Regular Expressions | Quiz 1 | #WinjaCTF2021

4 min readDec 22, 2020

Introduction

To promote the upcoming Winja CTF 2021 competition which is to be held during Nullcon 2021, Winja released the 1st online quiz challenge as part of its promotional events. Participants were expected to understand the regular expressions and choose the most appropriate answer.

This blog post is an attempt to explain regular expressions by taking the example from this quiz.

The Question

To extract absolute URLs from source code, which of the following regular expressions cannot be used?

http(s)*://[^”]*
http[s]?://[^”’]+
[\w]+[s]?[/:]{3}[^”’]+
[\w]+[s]?[^”’]+
[\w]+[s]?://[^”’]+

Defining Regular Expressions

A regular expression is a search pattern that can be used in search engines, in search and replace dialogues of word processors and text editors, in text processing utilities such as grep, sed and AWK, etc. It is also referred to as regex or regexp.

Decoding Regex Elements

If you are new to regular expressions, these strings might appear too cryptic. But, as you start using them and once you understand the elements that are used in building a regular expression, these same cryptic texts would leave you in awe.

For our beginners, mentioned below is a quick explanation of the elements used in building the 5 regular expressions that were part of the quiz.

()
*
[]
^
?
+
\w
{}

Parentheses are used for grouping. They can be used to create (capturing) or (?:non-capturing) groups. And, an asterisk * is a special character that can match 0 or more occurrences of a regular expression. Together, they can be used to match string variations. For example,

http(s)* — It will match both http and https

A character class can be used to match only one out of several characters. This can be achieved by placing the range of characters that we want to match, between square brackets.

[fh]t(t)*p — It will match both ftp and http

Typing a caret ^ after the opening square bracket will negate the character class, thus, matching any character that is not in the character class.

https://[^”’]* — It will match all strings that start with the text https:// and will match all the following characters as long as the character is not a double quote or a single quote.

A character class followed by a question mark ? will match 0 or more occurrences of the specified characters, i.e., either one of the specified characters can be present, or none of them could be present in the matched string. Without a question mark, at least one of the characters must be matched from the specified character set.

[fh]t[t]?p — It can match both ftp and http

A plus sign + will match at least one or more occurrences of the preceding character or the specified regular expression (if grouped in a set of parentheses).

https://[^”]+ — It will match all strings that start with the text https:// only if the following character is not a double quote. It will match all the following characters as long as the character is not a double quote.

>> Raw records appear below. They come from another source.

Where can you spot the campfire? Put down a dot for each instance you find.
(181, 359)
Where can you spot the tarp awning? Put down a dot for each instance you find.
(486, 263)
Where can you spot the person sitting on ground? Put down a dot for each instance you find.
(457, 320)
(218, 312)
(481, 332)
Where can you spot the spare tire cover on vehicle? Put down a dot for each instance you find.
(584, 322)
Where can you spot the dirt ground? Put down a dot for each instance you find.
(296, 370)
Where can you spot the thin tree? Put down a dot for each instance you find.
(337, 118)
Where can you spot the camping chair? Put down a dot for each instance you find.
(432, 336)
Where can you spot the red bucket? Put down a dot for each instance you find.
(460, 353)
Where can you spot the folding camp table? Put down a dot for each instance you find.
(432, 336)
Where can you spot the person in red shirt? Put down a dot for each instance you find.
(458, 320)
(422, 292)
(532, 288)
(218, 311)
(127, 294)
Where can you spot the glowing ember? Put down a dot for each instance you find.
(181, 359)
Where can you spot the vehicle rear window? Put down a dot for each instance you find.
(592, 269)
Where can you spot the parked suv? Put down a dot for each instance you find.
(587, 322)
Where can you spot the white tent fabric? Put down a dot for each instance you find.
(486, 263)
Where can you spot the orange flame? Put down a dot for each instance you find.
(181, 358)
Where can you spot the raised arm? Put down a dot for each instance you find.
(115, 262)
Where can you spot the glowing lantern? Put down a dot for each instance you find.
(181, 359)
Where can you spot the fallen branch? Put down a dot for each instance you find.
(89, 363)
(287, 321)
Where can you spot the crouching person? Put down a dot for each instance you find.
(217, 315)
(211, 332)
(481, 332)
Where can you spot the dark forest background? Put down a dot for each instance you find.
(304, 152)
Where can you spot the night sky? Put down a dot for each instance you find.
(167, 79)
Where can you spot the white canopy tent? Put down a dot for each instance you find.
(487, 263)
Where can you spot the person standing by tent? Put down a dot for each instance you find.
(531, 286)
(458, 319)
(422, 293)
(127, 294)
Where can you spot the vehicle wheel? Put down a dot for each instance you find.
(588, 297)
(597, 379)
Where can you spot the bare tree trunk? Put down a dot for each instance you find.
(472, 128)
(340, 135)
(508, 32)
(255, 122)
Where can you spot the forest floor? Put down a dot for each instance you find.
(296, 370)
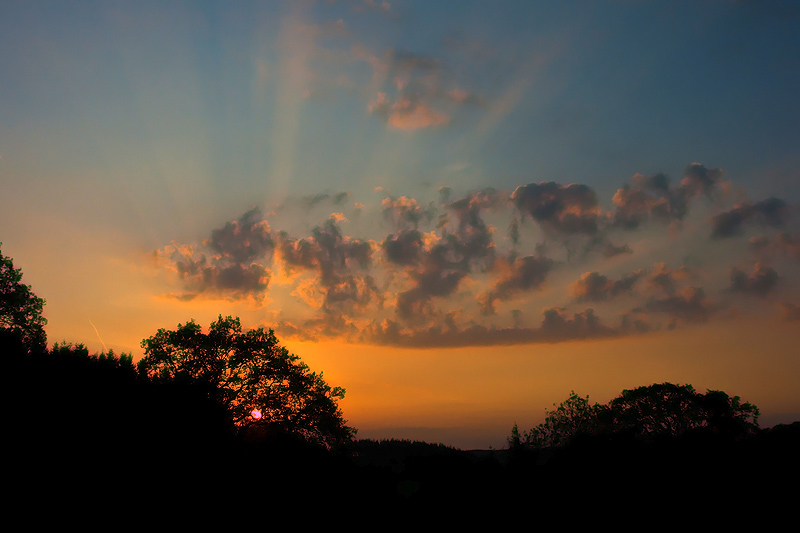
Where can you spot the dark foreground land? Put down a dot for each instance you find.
(88, 443)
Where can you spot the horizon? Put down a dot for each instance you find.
(457, 213)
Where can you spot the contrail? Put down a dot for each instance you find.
(98, 335)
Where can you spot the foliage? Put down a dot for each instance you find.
(249, 373)
(572, 417)
(655, 411)
(672, 410)
(20, 309)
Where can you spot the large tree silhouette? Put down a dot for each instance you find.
(256, 379)
(20, 309)
(661, 410)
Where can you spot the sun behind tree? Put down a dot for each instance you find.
(249, 372)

The \w meta-character matches word characters, i.e., it is equivalent to character class [a-zA-Z0–9_] in ASCII character set.

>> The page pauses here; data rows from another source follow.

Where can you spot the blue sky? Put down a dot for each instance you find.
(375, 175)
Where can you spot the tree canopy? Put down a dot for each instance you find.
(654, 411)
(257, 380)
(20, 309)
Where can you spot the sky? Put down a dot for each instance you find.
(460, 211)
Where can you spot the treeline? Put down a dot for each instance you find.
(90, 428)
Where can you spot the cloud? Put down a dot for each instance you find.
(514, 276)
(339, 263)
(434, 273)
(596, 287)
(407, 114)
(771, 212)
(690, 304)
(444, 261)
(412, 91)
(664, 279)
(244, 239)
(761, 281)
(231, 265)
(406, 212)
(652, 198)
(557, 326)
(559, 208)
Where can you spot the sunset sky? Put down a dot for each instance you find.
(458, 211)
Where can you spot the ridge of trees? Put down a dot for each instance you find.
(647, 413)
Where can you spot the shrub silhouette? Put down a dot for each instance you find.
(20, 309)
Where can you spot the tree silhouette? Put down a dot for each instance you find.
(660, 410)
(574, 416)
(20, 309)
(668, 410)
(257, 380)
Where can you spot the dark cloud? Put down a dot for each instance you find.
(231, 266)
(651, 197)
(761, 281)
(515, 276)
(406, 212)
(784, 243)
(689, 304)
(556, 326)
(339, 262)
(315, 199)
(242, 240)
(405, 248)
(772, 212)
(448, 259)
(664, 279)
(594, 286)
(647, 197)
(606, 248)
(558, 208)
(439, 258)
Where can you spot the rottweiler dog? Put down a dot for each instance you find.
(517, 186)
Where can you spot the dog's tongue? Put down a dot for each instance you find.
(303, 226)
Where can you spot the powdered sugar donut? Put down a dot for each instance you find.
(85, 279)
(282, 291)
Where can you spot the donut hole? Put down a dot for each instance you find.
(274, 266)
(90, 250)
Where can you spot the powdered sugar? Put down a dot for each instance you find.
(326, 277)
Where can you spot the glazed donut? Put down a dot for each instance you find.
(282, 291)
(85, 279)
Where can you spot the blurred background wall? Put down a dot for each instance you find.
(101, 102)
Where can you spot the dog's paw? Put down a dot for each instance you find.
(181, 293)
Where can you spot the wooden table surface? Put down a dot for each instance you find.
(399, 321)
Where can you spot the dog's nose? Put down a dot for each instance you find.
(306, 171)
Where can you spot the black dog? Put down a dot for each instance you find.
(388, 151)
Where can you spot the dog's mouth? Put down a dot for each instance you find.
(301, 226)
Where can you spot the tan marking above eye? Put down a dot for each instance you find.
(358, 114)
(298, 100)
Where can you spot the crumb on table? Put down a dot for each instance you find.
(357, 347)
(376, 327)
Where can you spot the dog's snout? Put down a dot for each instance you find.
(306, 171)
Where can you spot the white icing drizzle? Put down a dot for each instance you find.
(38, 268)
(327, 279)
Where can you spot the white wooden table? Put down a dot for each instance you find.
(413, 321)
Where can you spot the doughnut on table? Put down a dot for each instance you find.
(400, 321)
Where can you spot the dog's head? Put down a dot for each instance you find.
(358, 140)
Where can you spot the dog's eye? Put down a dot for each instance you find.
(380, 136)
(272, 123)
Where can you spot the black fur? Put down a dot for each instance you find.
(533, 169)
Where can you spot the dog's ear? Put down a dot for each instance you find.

[\w]+ — It will match http and https but not http://

Finally, the curly braces {m,n} can be used as an occurrence indicator to match the preceding item at least m times, but not more than n times.

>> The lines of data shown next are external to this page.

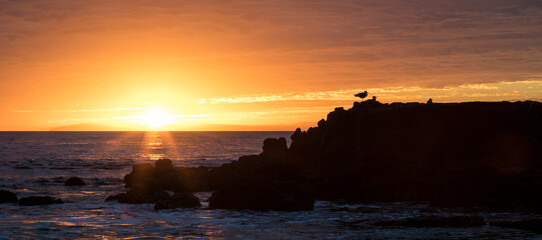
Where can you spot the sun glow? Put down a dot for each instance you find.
(156, 118)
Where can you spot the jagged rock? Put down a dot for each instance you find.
(74, 181)
(39, 200)
(167, 177)
(453, 154)
(178, 200)
(142, 194)
(436, 221)
(533, 225)
(7, 197)
(260, 196)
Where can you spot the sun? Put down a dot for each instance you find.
(156, 118)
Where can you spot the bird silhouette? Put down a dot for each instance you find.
(362, 95)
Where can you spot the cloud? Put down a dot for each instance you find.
(79, 110)
(529, 89)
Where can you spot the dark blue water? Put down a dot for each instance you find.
(38, 163)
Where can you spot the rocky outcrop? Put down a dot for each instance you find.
(435, 221)
(74, 181)
(140, 194)
(163, 175)
(148, 184)
(262, 196)
(39, 200)
(533, 225)
(178, 200)
(456, 154)
(7, 197)
(453, 155)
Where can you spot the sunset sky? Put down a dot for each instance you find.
(271, 65)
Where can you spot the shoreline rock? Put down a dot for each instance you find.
(178, 200)
(74, 181)
(7, 197)
(475, 154)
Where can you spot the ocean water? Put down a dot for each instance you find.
(38, 163)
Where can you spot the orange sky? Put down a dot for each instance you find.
(268, 64)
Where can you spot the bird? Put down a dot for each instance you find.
(362, 95)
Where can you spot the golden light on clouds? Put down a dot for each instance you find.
(223, 65)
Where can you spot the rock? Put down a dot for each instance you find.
(260, 196)
(116, 197)
(7, 197)
(39, 200)
(274, 147)
(178, 200)
(74, 181)
(436, 221)
(142, 194)
(169, 178)
(533, 225)
(140, 174)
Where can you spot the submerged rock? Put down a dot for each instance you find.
(74, 181)
(39, 200)
(258, 196)
(533, 225)
(178, 200)
(436, 221)
(141, 194)
(7, 197)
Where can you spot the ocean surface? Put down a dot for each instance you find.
(38, 163)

http[:/]{3} — It will match all of the following patterns http:// or http::: or http/// or http//: or http/:/

Now that you have learned how to read regular expressions, let’s interpret the 5 listed quiz options.

Hands-On Exercise

Download the source code of any random website. I am choosing view-source:https://www.winja.site/
Open the downloaded text content in Visual Studio Code (or any other text editor that supports regular expressions)
Enable regular expression search

Try the first regular expression, and analyze the results:

http(s)*://[^”]*

Try the second regular expression, and analyze the results:

http[s]?://[^”’]+

Try the third regular expression, and analyze the results:

[\w]+[s]?[/:]{3}[^”’]+

Try the fourth regular expression, and analyze the results. Does the output look different?

[\w]+[s]?[^”’]+

And now, try the final option:

[\w]+[s]?://[^”’]+

The Answer

Clearly, fourth option did not meet our expectations of identifying the absolute URLs correctly. In fact, it was incapable of identifying any URL pattern at all. The corresponding regular expression cannot be used to extract absolute URLs from any source code.

Thus, the correct answer is option number 4.